We take the canoe upriver.
Not just any river. The Croton River.
Head upstream from its junction with the Hudson, next to a railroad trestle.
To our north is the venerable Van Cortlandt homestead, nearly hidden by trees. The family came to New Amsterdam in 1638. They lived on Stone Street – so called because it was the first paved thoroughfare in the settlement – where Oloff ran a very profitable brewery. Eighty-six thousand acres of land here on the Croton River were granted his son Stephanus by the Crown in 1697.
Dip your paddle. No, really lean into it. The tide and current are against us here.
Over our heads flies a cormorant, sleek and fast.
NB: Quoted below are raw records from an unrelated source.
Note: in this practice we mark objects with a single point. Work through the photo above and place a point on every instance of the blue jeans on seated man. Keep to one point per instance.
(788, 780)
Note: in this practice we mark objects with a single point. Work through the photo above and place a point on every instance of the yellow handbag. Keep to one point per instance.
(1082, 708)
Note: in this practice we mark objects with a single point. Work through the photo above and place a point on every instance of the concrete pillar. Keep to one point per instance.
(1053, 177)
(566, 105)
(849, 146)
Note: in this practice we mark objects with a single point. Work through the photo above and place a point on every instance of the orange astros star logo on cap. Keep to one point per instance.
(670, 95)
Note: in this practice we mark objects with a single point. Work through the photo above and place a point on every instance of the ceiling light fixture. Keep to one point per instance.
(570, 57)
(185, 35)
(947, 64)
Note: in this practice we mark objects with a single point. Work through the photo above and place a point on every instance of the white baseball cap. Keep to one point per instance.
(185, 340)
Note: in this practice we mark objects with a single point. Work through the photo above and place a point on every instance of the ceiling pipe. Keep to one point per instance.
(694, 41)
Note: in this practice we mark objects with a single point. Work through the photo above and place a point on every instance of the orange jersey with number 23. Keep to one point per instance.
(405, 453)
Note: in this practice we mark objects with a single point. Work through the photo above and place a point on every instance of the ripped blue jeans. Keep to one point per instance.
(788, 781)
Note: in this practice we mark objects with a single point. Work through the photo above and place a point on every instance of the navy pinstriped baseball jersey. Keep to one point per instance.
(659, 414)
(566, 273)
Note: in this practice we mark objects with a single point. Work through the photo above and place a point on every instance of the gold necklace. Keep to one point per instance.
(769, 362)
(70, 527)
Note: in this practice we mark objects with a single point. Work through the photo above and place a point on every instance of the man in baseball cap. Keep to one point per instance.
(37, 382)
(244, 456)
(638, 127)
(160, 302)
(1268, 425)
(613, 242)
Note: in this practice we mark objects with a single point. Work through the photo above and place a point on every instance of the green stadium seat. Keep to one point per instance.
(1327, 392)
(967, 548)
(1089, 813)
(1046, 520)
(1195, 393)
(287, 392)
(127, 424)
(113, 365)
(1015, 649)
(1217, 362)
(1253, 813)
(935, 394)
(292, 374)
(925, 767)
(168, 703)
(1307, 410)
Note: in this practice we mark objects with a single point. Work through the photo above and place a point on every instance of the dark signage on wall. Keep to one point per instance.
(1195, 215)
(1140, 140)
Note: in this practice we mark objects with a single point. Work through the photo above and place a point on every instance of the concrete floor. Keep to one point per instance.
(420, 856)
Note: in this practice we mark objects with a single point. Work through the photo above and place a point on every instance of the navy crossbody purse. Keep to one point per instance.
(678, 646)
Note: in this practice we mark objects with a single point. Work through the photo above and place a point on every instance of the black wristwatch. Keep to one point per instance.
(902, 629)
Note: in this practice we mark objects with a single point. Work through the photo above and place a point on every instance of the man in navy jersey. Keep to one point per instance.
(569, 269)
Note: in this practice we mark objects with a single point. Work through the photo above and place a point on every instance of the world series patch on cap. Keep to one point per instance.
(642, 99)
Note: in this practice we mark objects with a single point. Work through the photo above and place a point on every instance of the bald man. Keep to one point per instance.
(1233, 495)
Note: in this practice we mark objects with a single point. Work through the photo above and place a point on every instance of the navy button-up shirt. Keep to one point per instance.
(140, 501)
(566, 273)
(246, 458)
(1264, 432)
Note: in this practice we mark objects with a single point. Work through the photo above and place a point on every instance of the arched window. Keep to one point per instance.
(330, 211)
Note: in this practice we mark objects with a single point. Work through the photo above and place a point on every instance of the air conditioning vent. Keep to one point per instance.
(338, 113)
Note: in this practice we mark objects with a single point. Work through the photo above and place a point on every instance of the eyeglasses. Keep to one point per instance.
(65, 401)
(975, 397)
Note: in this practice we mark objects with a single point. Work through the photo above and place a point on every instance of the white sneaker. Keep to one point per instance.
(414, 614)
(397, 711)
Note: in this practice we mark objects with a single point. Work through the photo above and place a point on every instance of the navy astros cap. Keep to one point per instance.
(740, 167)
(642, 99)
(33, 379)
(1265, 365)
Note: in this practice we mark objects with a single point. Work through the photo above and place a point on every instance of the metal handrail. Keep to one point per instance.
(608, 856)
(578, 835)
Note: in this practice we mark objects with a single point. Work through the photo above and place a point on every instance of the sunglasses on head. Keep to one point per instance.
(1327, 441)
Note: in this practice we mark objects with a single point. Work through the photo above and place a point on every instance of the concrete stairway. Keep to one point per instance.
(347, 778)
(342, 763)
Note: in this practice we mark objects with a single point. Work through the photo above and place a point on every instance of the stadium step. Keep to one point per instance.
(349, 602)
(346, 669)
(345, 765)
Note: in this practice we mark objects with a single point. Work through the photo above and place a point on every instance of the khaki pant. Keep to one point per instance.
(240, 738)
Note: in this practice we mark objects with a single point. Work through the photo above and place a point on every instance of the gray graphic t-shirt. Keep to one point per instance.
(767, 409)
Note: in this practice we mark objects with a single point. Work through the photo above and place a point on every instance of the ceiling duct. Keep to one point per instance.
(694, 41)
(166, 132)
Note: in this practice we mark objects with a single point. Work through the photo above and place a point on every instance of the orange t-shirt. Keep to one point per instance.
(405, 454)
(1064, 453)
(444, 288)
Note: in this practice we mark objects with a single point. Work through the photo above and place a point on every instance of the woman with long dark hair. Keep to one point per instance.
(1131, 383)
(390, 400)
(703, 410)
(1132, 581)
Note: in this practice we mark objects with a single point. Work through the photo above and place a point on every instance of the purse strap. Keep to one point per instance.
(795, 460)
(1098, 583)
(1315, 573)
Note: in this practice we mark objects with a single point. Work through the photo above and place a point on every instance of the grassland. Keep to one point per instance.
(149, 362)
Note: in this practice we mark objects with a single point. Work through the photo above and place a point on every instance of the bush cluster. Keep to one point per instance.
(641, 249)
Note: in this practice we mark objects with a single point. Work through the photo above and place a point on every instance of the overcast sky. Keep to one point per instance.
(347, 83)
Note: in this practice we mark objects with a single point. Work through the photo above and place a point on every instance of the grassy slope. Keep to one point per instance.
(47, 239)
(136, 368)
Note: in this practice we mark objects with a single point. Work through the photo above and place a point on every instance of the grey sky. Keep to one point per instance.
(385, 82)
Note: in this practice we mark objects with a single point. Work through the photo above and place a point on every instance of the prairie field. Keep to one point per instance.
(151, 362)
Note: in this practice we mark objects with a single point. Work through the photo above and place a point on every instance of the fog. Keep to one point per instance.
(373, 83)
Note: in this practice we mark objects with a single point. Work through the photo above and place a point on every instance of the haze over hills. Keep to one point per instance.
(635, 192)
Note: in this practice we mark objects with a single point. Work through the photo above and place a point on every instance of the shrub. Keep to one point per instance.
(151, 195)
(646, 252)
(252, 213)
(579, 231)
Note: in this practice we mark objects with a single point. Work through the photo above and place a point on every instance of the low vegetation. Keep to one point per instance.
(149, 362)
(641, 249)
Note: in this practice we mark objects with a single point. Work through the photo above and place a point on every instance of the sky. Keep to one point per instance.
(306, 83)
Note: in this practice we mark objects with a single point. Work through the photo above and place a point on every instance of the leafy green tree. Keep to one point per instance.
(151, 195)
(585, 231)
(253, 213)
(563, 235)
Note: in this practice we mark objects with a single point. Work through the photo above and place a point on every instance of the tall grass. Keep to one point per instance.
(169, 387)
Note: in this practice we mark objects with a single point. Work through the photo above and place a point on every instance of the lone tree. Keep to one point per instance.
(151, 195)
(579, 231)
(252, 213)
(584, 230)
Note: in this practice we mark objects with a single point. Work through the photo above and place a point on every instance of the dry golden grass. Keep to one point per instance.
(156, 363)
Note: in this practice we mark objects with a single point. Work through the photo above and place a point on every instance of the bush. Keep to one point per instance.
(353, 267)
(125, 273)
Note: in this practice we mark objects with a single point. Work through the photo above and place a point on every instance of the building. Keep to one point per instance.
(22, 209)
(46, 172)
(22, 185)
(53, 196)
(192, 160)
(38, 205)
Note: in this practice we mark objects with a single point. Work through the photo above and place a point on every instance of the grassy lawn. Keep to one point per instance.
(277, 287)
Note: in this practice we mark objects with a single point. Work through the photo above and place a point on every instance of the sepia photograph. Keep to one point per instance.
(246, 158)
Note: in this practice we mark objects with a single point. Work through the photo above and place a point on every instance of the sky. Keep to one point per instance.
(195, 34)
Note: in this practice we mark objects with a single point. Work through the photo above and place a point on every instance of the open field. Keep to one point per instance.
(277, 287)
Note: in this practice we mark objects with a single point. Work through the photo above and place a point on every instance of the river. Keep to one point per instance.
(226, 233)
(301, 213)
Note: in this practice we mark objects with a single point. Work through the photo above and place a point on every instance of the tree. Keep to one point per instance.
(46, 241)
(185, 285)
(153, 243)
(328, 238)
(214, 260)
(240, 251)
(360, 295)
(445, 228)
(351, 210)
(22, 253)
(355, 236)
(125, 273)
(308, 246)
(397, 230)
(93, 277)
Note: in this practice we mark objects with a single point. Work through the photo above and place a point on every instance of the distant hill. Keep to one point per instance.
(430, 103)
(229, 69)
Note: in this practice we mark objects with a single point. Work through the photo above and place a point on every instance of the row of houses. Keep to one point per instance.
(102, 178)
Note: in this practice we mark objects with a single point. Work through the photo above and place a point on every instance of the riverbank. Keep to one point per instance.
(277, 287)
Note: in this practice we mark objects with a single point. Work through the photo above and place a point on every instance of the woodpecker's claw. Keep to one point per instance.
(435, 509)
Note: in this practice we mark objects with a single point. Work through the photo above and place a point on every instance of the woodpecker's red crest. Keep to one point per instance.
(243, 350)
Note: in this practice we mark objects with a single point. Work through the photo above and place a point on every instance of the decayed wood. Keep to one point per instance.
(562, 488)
A fish flops. A kingfisher appears on a limb, then another in flight.
Around the bend, a heartstopping moment with a wading blue heron. It bends down its serpentine neck and jabs, then gulps, gulps, gulps. It spots us. And barrels away ten feet from us, croaking all the way downriver. (All About Birds gives the precise acoustics.)
Along the way, houses perch atop steep cliffs and water craft wait on shore.
The Croton River travels through the Croton Reservoir, which has supplied water to New York City for a century, so technically it should be clean enough to drink, but the feathering algae under your paddles doesn’t look too appetizing. The Croton Dam was an engineering marvel. For 14 years 1,500 men plied over 500 pieces of heavy machinery, using 745,000 barrels of cement, 100,000 tons of coal and a gigantic amount of locally quarried stone to build what was called the most massive hand-hewn masonry structure since the pyramids.
I wonder how fast this water flowed before the Dam.
A small rapids, but too much for the canoe to manage, so we portage across the big slippery stones.
I bushwack through the shore’s thorns and poison ivy. At the climb-down point, plenty of coyote scat.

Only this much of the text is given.